With its comic book legacy unrivaled, Zack Snyder took Watchmen to the big screen in 2009, and while the movie version proved highly divisive, the director’s efforts are commendable considering many thought Moore and Gibbons’ original was impossible to film. A decade later, a brand new live-action Watchmen is on the way, this time in the form of a HBO TV series.

The Boys Comics Are Inspired By The Watchmen Graphic Novel

On a core level, both The Boys and Watchmen are rooted in the same ideals and anxieties. The basic concept of Moore’s story is to pluck superheroes from their bright, fun-filled, idealistic origins and drop them into a real-world setting - and not just real in terms of the every day minutiae of retired life and parallels to genuine historical events, but in terms of the politics, corruption, greed and power that all too often shape the course of human history. From this seed of an idea, Watchmen determines that superheroes may well be a menace to society and this attitude is perfectly summed up in the immortal line, “Who watches the Watchmen?” Not all of the masked vigilantes in Alan Moore’s world are troublemakers, but their misadventures are enough to sway public opinion in opposition of the entire superhero breed.

Thematically and conceptually, The Boys follows a similar creative track. Moving (far) away from the idea that superheroes are wholesome role models, The Boys season 1 explores the more realistic notion that crime-fighters would prioritize lining their pockets and boosting their brand over apprehending evil-doers or facilitating justice. Upon this corporate backdrop, The Boys shares Watchmen’s key message: that superheroes can’t be trusted and, in a sense, acts as somewhat of an answer to Watchmen’s question. Who watches the Watchmen? Why, the Boys do, of course.

Compared to their respective live-action counterparts, both The Boys and Watchmen offer a little more brevity and fantasy in comic form. The original Watchmen famously features a giant alien squid designed by artists in its finale, and the tone is also noticeably lighter than in Snyder’s intense take. Likewise, The Boys is far more “out-there” in its printed form, with a floating superhero skybase, heroes from other planets and Terror, a dog that’s been trained to hump on-command. The setting might be more realistic than Metropolis or Gotham City but, as with Watchmen, Ennis and Robertson allow for moments of fantasy in their cautionary superhero tales.

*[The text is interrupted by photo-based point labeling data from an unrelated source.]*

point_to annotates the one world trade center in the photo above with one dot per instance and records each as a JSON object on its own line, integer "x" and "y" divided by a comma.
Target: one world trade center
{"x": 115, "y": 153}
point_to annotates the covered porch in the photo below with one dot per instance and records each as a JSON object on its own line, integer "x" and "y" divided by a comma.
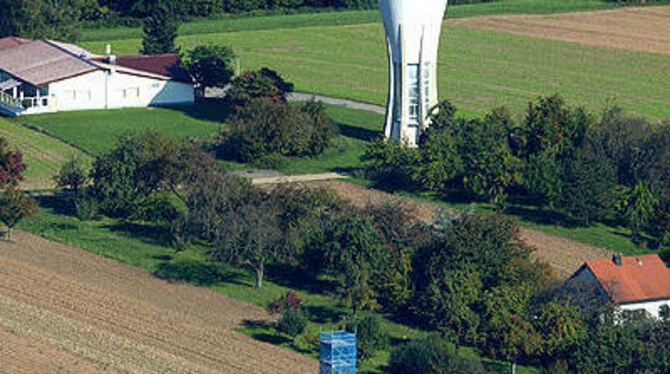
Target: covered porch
{"x": 19, "y": 97}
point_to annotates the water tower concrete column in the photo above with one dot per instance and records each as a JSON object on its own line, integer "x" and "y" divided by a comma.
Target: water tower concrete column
{"x": 412, "y": 38}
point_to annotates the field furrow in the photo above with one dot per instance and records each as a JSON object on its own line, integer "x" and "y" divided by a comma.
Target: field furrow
{"x": 112, "y": 317}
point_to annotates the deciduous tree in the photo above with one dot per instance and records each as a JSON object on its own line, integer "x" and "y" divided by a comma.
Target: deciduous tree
{"x": 160, "y": 30}
{"x": 14, "y": 207}
{"x": 11, "y": 165}
{"x": 211, "y": 66}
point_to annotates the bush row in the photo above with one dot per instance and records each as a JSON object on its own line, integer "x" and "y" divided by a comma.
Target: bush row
{"x": 556, "y": 157}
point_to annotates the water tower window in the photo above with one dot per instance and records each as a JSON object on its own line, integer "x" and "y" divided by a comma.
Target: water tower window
{"x": 413, "y": 87}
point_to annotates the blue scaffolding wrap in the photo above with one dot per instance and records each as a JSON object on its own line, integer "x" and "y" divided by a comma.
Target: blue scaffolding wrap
{"x": 338, "y": 353}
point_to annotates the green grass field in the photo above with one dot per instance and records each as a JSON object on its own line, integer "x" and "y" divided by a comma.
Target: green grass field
{"x": 478, "y": 70}
{"x": 148, "y": 247}
{"x": 235, "y": 24}
{"x": 96, "y": 131}
{"x": 43, "y": 154}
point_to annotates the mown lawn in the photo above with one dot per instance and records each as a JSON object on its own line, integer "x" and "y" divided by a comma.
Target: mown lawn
{"x": 478, "y": 70}
{"x": 149, "y": 247}
{"x": 43, "y": 154}
{"x": 96, "y": 131}
{"x": 356, "y": 128}
{"x": 609, "y": 235}
{"x": 245, "y": 23}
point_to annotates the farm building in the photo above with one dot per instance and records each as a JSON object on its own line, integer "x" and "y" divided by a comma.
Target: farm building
{"x": 635, "y": 284}
{"x": 45, "y": 76}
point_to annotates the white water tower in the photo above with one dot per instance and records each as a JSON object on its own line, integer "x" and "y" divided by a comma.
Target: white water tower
{"x": 412, "y": 38}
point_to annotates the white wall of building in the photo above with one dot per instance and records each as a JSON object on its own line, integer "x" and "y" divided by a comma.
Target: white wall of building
{"x": 83, "y": 92}
{"x": 104, "y": 90}
{"x": 126, "y": 91}
{"x": 412, "y": 36}
{"x": 652, "y": 307}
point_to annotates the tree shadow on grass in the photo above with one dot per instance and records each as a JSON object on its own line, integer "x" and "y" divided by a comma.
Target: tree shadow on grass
{"x": 151, "y": 234}
{"x": 59, "y": 203}
{"x": 191, "y": 271}
{"x": 209, "y": 109}
{"x": 289, "y": 277}
{"x": 357, "y": 132}
{"x": 321, "y": 314}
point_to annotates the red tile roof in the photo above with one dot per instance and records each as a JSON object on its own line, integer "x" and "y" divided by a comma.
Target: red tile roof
{"x": 637, "y": 279}
{"x": 12, "y": 41}
{"x": 167, "y": 65}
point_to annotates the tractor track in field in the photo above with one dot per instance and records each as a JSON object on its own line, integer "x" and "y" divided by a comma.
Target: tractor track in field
{"x": 67, "y": 310}
{"x": 640, "y": 29}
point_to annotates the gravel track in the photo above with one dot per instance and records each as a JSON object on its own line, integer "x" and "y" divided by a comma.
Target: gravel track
{"x": 67, "y": 310}
{"x": 641, "y": 29}
{"x": 565, "y": 256}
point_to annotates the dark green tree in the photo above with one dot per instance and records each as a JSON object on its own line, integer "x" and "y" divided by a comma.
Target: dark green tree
{"x": 250, "y": 236}
{"x": 490, "y": 168}
{"x": 160, "y": 31}
{"x": 211, "y": 66}
{"x": 588, "y": 186}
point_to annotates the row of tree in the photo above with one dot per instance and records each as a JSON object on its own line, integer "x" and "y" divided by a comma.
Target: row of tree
{"x": 559, "y": 158}
{"x": 468, "y": 277}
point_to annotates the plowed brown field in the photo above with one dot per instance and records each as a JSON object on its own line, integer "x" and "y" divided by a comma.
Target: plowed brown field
{"x": 645, "y": 29}
{"x": 565, "y": 256}
{"x": 63, "y": 310}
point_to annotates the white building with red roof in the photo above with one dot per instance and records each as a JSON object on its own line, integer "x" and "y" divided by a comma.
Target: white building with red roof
{"x": 635, "y": 284}
{"x": 45, "y": 76}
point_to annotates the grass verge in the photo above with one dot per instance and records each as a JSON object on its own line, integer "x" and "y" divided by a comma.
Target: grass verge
{"x": 224, "y": 24}
{"x": 147, "y": 246}
{"x": 96, "y": 131}
{"x": 478, "y": 69}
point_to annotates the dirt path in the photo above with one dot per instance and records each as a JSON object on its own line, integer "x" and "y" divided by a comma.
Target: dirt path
{"x": 300, "y": 96}
{"x": 564, "y": 255}
{"x": 69, "y": 311}
{"x": 642, "y": 29}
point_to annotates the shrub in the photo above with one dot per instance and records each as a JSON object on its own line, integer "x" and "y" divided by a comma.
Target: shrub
{"x": 288, "y": 301}
{"x": 264, "y": 128}
{"x": 370, "y": 336}
{"x": 273, "y": 161}
{"x": 264, "y": 84}
{"x": 292, "y": 322}
{"x": 14, "y": 207}
{"x": 390, "y": 164}
{"x": 86, "y": 207}
{"x": 210, "y": 66}
{"x": 589, "y": 183}
{"x": 72, "y": 176}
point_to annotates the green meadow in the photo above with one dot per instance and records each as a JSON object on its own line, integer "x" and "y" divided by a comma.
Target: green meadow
{"x": 96, "y": 131}
{"x": 478, "y": 70}
{"x": 228, "y": 23}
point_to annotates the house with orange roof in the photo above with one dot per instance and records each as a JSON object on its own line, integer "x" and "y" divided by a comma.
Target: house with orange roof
{"x": 46, "y": 76}
{"x": 636, "y": 284}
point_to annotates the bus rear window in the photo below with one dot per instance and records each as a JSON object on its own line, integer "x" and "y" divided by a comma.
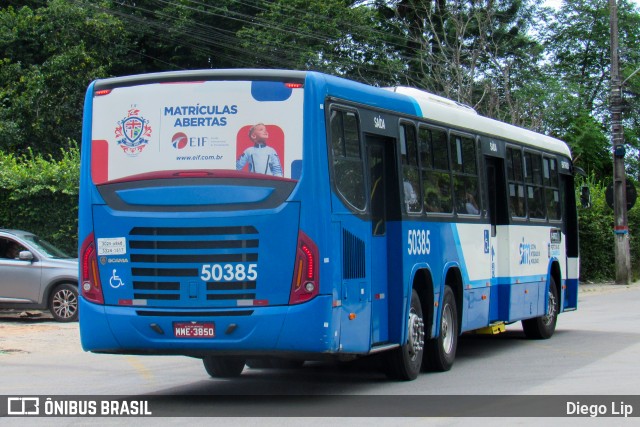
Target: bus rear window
{"x": 242, "y": 126}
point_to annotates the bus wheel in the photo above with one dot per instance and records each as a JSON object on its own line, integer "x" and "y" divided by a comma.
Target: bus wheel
{"x": 63, "y": 303}
{"x": 405, "y": 362}
{"x": 223, "y": 366}
{"x": 441, "y": 351}
{"x": 543, "y": 327}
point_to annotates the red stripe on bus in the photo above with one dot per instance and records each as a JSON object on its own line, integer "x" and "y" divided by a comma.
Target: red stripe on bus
{"x": 99, "y": 161}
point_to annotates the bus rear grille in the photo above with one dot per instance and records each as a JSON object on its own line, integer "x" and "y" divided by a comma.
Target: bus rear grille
{"x": 353, "y": 262}
{"x": 168, "y": 264}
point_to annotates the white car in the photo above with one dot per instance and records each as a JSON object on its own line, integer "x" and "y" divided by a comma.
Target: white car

These changes partially mirror the way Zack Snyder reworked Watchmen for the big screen. For his first DC superhero effort, Snyder stripped out most of Watchmen’s humor and color, replacing it with the trademark urban grittiness that would later form the backbone of the DCEU. By rewriting the ending to blame Dr. Manhattan for the climatic attack, the 2009 film adaptation also ensures the theme of superhero distrust remains prominent throughout the plot.

The Boys Continues Watchmen’s Legacy

The two stories also take delight in being gleefully subversive and deliberately violent. Just like Watchmen was originally billed as an original, alternate visualization of a superhero-filled world, The Boys is being hailed as the perfect antidote to the current swathe of superhero movies and the family-friendly, Disney-owned Marvel Cinematic Universe.

Also significant are the real-world contemporary happenings that the audience carry into their reading or viewing experience. The social effectiveness of the Watchmen comic series was amplified upon its initial release in the 1980s by genuine fears and criticism over world leaders such as Ronald Reagan and Margaret Thatcher. The Watchmen movie, meanwhile, arrived right at the end of George Bush’s reign as U.S. president and the controversial Iraq war that defined his tenure. “Who watches the Watchmen” might be directed at superheroes in a narrative sense, but it was always intended as an allegory for the figures of power in real life.

The Boys season 2 is currently without a release date. More news as it arrives.

Watchmen premieres October 20th on HBO.